A look at how far we’ve come since the first World AIDS Day was observed in 1988.
By Scott A. Kramer, LCSW-R
As we mark the 27th World AIDS Day on December 1, it’s worth noting that the landscape of HIV and AIDS is almost unrecognizable now compared with the early days of the epidemic. In NYC, St. Vincent’s Hospital — once ground zero for AIDS medical care in the U.S. — is being converted into luxury residential towers. The biggest and best change is that people are truly living with (rather than dying from) HIV. Let’s look at other changes since then, including what’s getting better and what’s not.
Treatment and Prevention
Treatment options today are extraordinarily better than they were in the ‘80s and ‘90s and continue to improve. Once, the standard of care was the dreaded, toxic, every-4-hour dosing schedule of AZT. Other medications were helpful in treating the opportunistic infections that accompanied waning immune systems, but AZT essentially didn’t work and people got sick just from taking it. When protease inhibitors were made available in 1995 and combination therapy became the standard, people started becoming healthier in a matter of weeks. Kaposi’s sarcoma (KS) lesions, once a tell-tale sign that someone was battling AIDS, started disappearing, allowing people to go back to work and live fuller and richer lives. Today, medications can help a person living with HIV control the virus so effectively that it becomes undetectable in their blood. Plus, we are constantly receiving news about new treatments that work even better and with fewer side effects; there are more options available when it’s time to consider switching meds; and we can expect the development of continually less toxic treatments as many people expect to be on them for the rest of long and fulfilling lives.
In the early 1980s when HIV hadn’t yet been discovered, there was no way to know what to prevent. A few years later we found the virus and identified that it was spread through blood, semen, vaginal fluids and breast milk. Only then could we pinpoint ways to truly protect ourselves and prevent transmission. With sex, methods like condoms or abstinence were the gold standard. While those options continue to work today, they aren’t completely effective, primarily because people simply choose not to use them.
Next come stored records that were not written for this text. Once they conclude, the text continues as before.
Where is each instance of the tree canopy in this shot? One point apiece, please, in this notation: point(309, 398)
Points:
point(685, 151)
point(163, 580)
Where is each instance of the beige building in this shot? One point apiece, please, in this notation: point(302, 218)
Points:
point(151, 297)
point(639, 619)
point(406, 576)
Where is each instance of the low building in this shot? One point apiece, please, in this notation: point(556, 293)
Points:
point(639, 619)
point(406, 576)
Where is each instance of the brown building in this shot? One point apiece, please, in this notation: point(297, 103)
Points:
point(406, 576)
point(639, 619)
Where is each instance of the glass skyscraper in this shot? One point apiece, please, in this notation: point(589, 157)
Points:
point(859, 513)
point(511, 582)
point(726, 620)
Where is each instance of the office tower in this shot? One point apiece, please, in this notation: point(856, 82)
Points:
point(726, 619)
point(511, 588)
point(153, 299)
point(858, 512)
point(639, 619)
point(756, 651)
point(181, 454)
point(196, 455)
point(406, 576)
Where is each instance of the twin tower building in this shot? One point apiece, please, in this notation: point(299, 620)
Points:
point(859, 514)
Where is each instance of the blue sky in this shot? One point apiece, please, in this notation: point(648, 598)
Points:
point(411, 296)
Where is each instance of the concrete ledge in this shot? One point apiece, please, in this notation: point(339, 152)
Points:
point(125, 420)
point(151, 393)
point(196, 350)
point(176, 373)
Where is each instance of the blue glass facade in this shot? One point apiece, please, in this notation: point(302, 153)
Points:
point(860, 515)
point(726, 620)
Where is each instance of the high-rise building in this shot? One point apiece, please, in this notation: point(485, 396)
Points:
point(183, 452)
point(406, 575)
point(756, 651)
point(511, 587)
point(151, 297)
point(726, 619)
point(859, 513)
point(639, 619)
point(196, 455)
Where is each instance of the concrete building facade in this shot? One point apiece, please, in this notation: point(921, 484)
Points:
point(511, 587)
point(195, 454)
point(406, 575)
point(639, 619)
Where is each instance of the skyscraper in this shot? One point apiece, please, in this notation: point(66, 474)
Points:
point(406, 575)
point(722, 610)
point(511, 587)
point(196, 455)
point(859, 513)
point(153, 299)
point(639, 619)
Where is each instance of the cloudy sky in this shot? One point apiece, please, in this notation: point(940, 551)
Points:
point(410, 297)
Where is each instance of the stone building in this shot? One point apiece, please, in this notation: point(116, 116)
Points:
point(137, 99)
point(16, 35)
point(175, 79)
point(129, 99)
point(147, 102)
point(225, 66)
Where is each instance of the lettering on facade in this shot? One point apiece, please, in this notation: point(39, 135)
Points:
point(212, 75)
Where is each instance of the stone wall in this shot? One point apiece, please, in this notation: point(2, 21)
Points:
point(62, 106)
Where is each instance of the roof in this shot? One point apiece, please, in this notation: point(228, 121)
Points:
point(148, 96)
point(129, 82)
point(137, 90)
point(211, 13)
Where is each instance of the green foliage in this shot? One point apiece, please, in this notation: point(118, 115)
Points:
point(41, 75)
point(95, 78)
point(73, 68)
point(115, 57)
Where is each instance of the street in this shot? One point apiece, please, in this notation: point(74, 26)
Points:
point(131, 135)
But now there are new tools: One is the much-discussed PrEP — administering HIV medicine to people who are HIV negative as prevention. Even the World Health Organization recommends that anyone “at substantial risk of HIV should be offered preventive antiretroviral treatment.”
The other is TasP, which stands for Treatment as Prevention. Essentially, this means when you treat people with HIV so effectively that it brings their viral loads to undetectable levels, they can no longer spread the virus. In the initial results of the PARTNER study (which looks for HIV transmission in mixed-status couples), there were zero cases of transmission from a person with an undetectable viral load.
Stigma
In some ways, HIV-related stigma in the gay community is worsening. In the early days of the epidemic, although there was fear, there was also a feeling of, “We’ll get through this together.”Gay people gathered to support each other in ways not seen before or since. Today, people with HIV are likely to face new kinds of moral judgment. Notice how many times ddf (drugs and disease free) appears on hook-up apps or dating sites. This can leave people living with HIV feeling fear, anxiety and depression — blaming
themselves for “not knowing better” and isolating themselves for “being diseased.”
Criminalization
Here, too, there is sad news. According to the Sero Project, “People with HIV may be prosecuted for not disclosing their HIV statuses to their sexual partners — even if transmission risk was minimal or nonexistent. They often face more severe charges and sentencing for assault, sex work, or other crimes just because they have HIV.” Where people were once portrayed in the media as “AIDS victims” and viewers were offered sympathetic images of them wasting away, today — all too often — the media reports on people with HIV as though they were predators intent on spreading the virus to others, and the legal system is more likely to punish them unfairly.
Hope
The global numbers are staggering: Since the beginning of the epidemic, almost 78 million people have been infected with the HIV virus, about 39 million people have died of HIV, and 35 million people were still living with HIV as of the end of 2013. But there is still plenty of reason to hope as we continue to see people living longer and healthier lives. And although the rate of infection in the U.S. is still about 50,000 new cases per year, we hope that — with the advent of PrEP and TasP — we’ll see that number fall.